A main subject of the investigation is Paul Hesse, who was a lawyer with the Winnipeg firm Pitblado Law when he allegedly solicited business investments from as many as 20 of his immigration clients. While Mr. Hesse’s employment with Pitblado has been terminated, his dealings with immigrants are only now being untangled.
The law firm discovered that Mr. Hesse had encouraged immigration clients to invest in a series of businesses linked to Hesse’s now-former romantic partner, Patrick Maxwell. Mr. Maxwell was the owner of White Lotus Pet Spa, an Osborne Village pet groomer and dog daycare, which closed June 27. He was also associated with a number of other businesses run out of the same Scott Street office, including a real estate firm.
Mr. Hesse, who specialized in immigration law, would sometimes travel to China to meet with potential clients and allegedly steer the clients’ investment funds toward entities linked to Mr. Maxwell.
It’s believed the clients thought following Mr. Hesse’s advice about investment opportunities would help garner approval for their Canadian immigration applications.
Reverberations from Mr. Hesse’s actions will affect his personal career, the clients he allegedly mistreated and — paramount for all of Manitoba — the immigration nominee program.
Mr. Hesse doesn’t currently face criminal charges, but the Law Society of Manitoba has suspended his licence while it continues to investigate the alleged improper immigration activities.

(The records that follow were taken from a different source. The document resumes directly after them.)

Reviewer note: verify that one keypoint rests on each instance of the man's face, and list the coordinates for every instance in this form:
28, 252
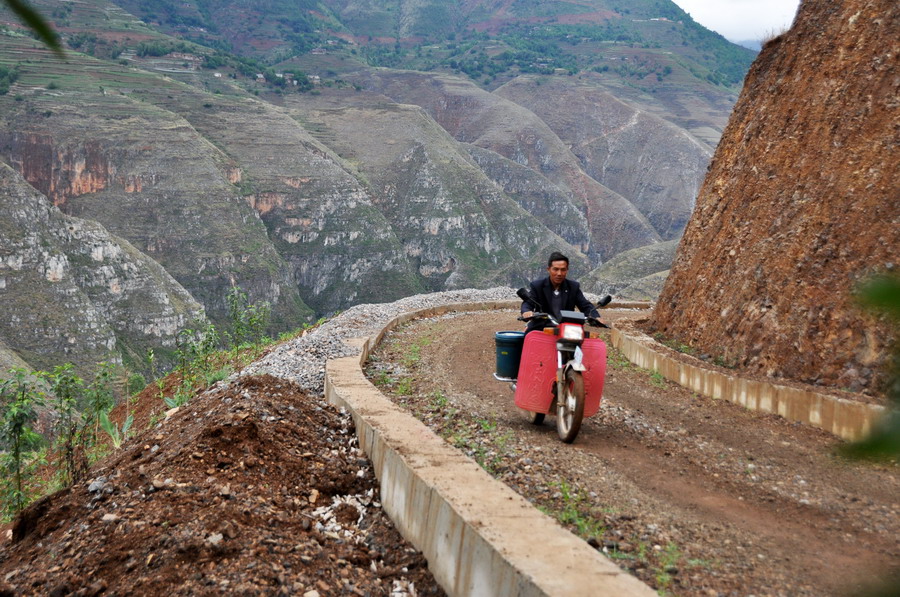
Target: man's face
558, 271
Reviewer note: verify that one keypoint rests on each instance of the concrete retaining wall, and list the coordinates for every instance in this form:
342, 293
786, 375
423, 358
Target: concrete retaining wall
479, 536
845, 418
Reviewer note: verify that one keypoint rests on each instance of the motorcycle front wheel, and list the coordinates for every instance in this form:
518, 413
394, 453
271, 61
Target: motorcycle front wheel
534, 418
570, 407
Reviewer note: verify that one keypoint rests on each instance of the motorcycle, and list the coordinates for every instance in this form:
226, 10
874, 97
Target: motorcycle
561, 369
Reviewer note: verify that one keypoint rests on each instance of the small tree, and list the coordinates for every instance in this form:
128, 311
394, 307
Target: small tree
98, 399
20, 398
248, 321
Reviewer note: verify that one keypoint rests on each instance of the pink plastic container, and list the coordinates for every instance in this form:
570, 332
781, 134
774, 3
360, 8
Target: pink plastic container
537, 373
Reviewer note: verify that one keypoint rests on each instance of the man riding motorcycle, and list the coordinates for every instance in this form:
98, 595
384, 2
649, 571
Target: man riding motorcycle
555, 293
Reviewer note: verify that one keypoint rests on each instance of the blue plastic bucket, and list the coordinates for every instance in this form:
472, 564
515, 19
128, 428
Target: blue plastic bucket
509, 353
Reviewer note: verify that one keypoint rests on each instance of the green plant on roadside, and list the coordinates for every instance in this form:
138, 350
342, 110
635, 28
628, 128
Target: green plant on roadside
668, 562
404, 386
116, 434
98, 398
136, 382
438, 400
67, 389
576, 511
657, 379
248, 320
218, 375
20, 398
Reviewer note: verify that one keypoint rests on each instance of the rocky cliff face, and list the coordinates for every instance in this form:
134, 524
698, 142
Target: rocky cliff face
800, 204
657, 166
457, 228
146, 175
70, 291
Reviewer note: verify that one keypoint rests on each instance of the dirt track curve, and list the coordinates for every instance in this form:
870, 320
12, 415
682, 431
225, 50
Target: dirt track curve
695, 496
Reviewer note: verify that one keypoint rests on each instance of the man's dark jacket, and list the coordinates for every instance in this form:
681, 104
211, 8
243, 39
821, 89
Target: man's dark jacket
570, 290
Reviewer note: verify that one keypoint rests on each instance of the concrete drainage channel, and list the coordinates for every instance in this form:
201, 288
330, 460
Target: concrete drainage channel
479, 536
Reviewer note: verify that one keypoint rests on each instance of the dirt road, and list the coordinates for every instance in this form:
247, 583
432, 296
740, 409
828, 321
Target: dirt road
695, 496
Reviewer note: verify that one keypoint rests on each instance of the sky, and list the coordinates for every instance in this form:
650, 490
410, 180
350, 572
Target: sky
741, 20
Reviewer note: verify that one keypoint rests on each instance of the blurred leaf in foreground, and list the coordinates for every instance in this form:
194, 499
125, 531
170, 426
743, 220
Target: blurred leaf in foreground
881, 294
36, 23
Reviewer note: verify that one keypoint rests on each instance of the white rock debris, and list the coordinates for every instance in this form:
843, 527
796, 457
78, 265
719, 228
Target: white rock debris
303, 359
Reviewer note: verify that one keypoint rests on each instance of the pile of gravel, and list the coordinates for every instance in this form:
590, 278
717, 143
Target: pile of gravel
303, 359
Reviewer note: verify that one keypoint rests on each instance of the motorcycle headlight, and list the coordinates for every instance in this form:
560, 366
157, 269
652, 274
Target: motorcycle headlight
573, 332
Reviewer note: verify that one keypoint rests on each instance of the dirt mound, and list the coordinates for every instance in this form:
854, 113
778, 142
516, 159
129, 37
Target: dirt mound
799, 206
251, 488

Mr. Hesse has also had political aspirations, having served as president of the Manitoba Liberal Party and having run as the Liberal candidate in Fort Rouge in the 2011 election. But it’s a safe bet that, given the current allegations, his former Liberal colleagues are unlikely to ask him to run in the Sept. 10 provincial election.
As for the clients who trusted Mr. Hesse and unwittingly invested in his recommended businesses, they are eligible to file a claim with the Law Society of Manitoba, which maintains a fund to compensate clients for losses incurred as a result of lawyers’ misconduct.
The immigration nominee program might be the area where Mr. Hesse’s conduct has the greatest impact. Although it seems counterintuitive, his alleged misdeeds might have a positive effect by exposing a loophole that needs to be closed.
Mr. Hesse told clients in writing he could get approval within two months for a document — called a labour market impact assessment (LMIA) — that lets employers hire foreign workers.
The provincial investigation sparked by Mr. Hesse’s actions should examine the ways in which LMIA approval is gained, and whether more stringent safeguards are necessary to prevent immigration lawyers and consultants from benefiting inappropriately.
The immigration nominee program has proven its worth as a valuable entryway into Manitoba. Fine-tune it as needed to ensure its integrity, but keep the door open.
Editorials are the consensus view of the Winnipeg Free Press’ editorial board.